« Non que vous n’ayez pas une chose ou deux à apprendre », a ajouté Dornwood, ce qui m’a fait redescendre sur terre.
« Comment ça ? ai-je demandé. J’ai essayé de coller le plus possible à la vérité. Je n’ai pas inclus d’éléphants ni rien de la sorte.
— Votre retenue est admirable… peut-être même excessive. » Dornwood a gardé le silence le temps de rassembler ses pensées, ce qui ne pouvait être facile, tant il avait consommé de spiritueux (à en juger par le nombre de bouteilles vides éparpillées) et tant l’arôme de chanvre flottait encore dans l’atmosphère. « Ce que vous avez écrit me plaît – c’est clair, grammaticalement correct et ordonné –, mais il faudrait “tonifier” votre texte, si vous vouliez le faire publier dans un journal.
— Comment on fait ?
— Eh bien, tenez, ici, vous écrivez “Le soldat Commongold est passé d’un pas très régulier devant moi pour s’approcher des combats”.
— Ça s’est passé de cette manière. J’ai pris grand soin de le retranscrire fidèlement.
— Trop grand soin. Le lecteur ne veut pas entendre parler d’un pas régulier. Ce n’est pas spectaculaire. Vous pourriez dire à la place : “Ignorant les coups de feu et les obus dévastateurs qui explosaient autour de lui, le soldat Commongold s’est enfoncé avec une détermination inébranlable au cœur de la bataille.” Vous voyez comme ça anime les choses ?
— Je crois, oui, mais au prix d’un certain manque d’exactitude.
— Exactitude et spectaculaire sont les Charybde et Scylla du journalisme, Adam [35] À l’époque, j’ai pris «Charybde et Scylla» pour des rédacteurs en chef new-yorkais avec qui avait traité Dornwood, ou peut-être pour une maison d’édition. Il s’agit en réalité de deux énormes Rochers Marins de la mythologie grecque, rochers qui avaient l’inhabituelle capacité à se mouvoir d’eux-mêmes et pris la mauvaise habitude d’écraser les marins.
. Naviguez entre les deux, c’est ce que je vous conseille, mais donnez de la bande vers le spectaculaire, si vous voulez réussir. En fait, “le soldat Commongold”, c’est un peu terne, au niveau grade, même si le nom est bon… accordons-lui une promotion.
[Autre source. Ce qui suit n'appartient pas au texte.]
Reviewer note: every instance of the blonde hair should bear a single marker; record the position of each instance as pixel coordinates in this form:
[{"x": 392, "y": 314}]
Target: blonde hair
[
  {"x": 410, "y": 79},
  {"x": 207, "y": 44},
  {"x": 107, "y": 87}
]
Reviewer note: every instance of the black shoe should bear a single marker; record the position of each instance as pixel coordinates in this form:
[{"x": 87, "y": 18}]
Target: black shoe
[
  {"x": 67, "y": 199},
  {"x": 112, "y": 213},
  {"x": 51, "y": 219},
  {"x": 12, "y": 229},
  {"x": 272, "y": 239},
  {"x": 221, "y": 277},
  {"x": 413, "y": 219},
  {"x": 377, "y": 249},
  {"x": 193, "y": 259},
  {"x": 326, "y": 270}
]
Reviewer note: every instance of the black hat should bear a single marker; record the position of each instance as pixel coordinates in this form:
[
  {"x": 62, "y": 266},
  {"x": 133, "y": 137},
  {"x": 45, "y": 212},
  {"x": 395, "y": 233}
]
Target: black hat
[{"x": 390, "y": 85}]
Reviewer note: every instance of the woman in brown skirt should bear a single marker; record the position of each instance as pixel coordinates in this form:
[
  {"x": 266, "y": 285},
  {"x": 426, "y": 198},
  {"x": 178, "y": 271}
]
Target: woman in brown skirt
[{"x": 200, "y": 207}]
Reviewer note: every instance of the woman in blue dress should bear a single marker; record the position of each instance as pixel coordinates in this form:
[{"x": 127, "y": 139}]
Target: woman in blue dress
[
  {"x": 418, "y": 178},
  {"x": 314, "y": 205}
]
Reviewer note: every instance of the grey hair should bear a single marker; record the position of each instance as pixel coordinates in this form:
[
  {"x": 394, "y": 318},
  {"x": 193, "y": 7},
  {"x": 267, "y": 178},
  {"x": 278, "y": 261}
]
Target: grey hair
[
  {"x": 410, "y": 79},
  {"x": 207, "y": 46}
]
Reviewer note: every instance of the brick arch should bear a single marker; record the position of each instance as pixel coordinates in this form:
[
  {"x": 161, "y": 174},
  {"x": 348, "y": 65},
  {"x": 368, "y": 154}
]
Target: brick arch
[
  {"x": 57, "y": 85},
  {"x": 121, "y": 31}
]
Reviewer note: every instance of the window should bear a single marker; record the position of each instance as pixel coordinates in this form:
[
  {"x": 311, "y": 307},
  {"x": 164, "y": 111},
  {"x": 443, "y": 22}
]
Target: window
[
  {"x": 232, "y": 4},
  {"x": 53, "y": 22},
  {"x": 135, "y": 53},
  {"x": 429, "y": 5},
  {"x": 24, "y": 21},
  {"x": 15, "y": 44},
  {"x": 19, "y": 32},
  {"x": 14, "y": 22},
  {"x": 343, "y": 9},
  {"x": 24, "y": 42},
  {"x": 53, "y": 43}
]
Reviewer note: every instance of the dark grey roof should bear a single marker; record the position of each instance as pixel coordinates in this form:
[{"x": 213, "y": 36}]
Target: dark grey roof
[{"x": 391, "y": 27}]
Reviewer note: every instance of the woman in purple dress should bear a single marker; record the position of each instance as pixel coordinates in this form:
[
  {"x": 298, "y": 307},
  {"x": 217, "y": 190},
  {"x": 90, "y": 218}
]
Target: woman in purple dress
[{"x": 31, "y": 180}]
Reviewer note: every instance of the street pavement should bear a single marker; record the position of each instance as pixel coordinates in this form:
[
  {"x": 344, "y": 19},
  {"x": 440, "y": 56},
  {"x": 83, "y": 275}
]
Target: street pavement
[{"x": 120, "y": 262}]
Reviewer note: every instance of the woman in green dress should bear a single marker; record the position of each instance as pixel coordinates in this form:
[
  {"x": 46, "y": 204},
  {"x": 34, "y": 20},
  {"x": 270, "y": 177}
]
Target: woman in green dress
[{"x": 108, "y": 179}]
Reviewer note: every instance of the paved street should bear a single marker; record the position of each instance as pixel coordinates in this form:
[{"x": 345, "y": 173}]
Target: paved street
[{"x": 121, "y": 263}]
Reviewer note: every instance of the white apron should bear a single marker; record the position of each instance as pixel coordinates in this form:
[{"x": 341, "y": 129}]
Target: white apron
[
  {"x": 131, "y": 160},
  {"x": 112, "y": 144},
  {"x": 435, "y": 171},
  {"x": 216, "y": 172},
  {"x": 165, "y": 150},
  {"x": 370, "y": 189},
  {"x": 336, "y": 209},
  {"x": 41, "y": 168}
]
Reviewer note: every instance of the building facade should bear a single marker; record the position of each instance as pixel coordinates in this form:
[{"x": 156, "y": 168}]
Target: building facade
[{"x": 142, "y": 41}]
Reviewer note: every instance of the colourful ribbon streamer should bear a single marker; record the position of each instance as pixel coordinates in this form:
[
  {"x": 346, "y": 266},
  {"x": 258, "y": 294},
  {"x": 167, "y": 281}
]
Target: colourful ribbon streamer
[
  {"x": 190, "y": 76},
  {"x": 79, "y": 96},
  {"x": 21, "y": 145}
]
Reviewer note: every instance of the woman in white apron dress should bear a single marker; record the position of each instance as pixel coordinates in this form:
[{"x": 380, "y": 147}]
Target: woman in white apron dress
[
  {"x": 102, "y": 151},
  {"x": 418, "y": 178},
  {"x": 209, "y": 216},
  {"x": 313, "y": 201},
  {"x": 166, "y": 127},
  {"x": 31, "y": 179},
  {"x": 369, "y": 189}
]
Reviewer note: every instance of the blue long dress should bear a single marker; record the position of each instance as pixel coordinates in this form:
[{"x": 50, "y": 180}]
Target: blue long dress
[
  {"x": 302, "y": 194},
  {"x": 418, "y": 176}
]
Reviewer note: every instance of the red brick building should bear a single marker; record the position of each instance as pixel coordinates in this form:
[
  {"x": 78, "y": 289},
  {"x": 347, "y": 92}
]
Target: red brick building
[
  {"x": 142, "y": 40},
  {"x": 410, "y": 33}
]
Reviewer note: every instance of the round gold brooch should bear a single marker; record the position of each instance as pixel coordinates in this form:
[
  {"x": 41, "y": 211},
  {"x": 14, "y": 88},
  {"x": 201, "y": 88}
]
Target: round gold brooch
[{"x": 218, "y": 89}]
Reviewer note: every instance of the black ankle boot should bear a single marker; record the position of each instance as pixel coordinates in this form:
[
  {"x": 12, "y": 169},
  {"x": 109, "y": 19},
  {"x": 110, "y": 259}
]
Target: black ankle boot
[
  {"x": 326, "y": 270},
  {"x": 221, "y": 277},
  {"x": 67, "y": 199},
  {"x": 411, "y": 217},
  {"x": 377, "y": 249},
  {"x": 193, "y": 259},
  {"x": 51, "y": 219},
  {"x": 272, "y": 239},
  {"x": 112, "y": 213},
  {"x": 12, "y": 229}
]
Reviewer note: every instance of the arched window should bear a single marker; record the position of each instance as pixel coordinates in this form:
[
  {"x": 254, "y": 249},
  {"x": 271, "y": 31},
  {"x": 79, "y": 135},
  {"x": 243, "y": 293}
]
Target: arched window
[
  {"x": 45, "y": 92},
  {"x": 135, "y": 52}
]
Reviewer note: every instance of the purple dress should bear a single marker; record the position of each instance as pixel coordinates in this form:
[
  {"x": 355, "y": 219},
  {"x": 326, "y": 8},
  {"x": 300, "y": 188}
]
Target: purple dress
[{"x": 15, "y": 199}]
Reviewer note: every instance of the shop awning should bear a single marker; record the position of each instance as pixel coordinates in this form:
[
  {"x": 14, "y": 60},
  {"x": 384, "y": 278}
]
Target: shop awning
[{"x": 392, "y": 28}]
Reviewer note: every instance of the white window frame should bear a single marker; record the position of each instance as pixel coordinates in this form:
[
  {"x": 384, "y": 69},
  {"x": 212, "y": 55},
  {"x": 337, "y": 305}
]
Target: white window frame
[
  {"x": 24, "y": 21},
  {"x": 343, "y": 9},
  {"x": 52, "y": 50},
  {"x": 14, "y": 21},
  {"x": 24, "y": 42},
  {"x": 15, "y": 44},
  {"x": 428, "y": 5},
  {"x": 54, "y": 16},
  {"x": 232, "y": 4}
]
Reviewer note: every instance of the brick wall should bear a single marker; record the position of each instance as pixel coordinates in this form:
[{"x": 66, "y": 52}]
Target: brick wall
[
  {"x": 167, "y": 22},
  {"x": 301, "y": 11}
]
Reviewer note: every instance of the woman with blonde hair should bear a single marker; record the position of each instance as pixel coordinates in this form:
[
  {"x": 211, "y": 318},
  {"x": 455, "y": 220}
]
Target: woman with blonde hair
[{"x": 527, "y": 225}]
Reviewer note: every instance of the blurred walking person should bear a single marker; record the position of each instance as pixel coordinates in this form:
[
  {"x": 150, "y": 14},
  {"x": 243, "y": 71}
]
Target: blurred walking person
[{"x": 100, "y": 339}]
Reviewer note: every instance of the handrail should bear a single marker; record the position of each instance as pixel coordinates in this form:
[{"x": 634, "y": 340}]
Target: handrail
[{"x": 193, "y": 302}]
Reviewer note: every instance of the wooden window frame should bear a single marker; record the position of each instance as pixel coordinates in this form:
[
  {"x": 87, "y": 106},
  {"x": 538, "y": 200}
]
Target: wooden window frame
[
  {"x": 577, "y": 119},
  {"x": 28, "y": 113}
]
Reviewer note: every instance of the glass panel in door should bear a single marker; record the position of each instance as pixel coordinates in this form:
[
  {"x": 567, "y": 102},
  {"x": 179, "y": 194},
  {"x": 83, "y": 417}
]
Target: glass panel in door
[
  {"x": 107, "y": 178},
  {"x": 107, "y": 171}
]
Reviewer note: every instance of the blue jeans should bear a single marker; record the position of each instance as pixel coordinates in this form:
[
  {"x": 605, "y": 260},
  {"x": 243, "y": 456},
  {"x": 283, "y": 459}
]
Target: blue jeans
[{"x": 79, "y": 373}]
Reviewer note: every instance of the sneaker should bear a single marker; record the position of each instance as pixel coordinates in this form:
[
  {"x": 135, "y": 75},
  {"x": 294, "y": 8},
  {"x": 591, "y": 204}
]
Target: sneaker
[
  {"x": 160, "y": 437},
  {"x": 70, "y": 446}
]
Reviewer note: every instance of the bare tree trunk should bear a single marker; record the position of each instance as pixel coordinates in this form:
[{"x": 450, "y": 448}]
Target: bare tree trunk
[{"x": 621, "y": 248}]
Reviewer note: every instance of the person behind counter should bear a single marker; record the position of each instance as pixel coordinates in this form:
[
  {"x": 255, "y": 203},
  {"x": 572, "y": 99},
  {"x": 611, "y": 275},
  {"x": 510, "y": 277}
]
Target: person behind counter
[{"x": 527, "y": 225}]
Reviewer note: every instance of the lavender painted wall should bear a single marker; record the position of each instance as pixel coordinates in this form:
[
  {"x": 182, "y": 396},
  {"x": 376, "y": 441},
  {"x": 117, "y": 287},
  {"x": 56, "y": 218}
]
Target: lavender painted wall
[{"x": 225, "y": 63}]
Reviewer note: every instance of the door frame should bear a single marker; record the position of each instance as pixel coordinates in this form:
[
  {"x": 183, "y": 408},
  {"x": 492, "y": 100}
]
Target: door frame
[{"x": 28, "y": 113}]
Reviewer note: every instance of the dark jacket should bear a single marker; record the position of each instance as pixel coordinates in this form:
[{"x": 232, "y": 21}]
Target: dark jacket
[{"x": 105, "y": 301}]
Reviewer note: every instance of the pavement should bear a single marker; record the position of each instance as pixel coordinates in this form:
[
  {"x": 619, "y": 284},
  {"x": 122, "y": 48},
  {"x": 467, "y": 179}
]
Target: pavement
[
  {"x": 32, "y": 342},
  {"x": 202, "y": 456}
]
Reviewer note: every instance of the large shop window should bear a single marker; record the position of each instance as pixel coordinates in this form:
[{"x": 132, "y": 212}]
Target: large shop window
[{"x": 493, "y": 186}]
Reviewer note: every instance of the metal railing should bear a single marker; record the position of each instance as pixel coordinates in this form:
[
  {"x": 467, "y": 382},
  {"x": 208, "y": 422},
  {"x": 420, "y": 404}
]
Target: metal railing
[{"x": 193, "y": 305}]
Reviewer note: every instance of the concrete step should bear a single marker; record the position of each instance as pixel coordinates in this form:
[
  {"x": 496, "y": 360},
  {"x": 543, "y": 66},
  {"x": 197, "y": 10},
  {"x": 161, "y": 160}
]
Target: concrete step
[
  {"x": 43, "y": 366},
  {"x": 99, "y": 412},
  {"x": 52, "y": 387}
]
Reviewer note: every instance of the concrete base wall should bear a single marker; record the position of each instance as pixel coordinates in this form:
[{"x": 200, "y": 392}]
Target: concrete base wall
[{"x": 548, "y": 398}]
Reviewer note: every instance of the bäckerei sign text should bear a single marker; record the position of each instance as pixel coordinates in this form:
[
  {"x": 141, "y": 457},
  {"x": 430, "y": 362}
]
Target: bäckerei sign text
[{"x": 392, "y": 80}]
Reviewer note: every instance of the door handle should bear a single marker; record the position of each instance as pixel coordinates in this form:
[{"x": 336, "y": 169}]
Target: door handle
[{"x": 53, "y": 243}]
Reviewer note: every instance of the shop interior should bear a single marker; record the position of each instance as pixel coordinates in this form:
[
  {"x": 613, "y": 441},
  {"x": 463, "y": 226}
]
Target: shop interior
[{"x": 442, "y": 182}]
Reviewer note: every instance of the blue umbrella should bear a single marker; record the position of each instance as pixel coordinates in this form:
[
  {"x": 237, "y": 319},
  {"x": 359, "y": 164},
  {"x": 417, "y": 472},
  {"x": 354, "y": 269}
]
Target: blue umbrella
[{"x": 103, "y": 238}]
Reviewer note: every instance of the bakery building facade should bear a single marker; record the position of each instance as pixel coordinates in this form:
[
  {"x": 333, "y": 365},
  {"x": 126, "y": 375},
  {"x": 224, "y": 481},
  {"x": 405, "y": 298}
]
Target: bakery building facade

Le capitaine Commongold ! Vous ne trouvez pas que ça sonne mieux ?
— Si, j’imagine.
— Laissez-moi votre texte », a dit Dornwood en jetant un coup d’œil à sa machine à écrire, qu’on n’entendait plus depuis quelque temps, peut-être à cause des alcools forts que consommait son propriétaire. « Je vais continuer à y réfléchir et je vous donnerai des avis plus utiles la semaine prochaine. Entre-temps, Adam, si vous retournez au combat, veuillez répéter l’exercice : rédigez un compte rendu, aussi spectaculaire que le permettent les faits, et apportez-le-moi. En échange, je consentirai peut-être à vous montrer comment on se sert de cette machine à écrire que vous aimez tant regarder, puisque vous êtes un auteur en herbe non sans quelque talent. Qu’est-ce que vous en pensez ?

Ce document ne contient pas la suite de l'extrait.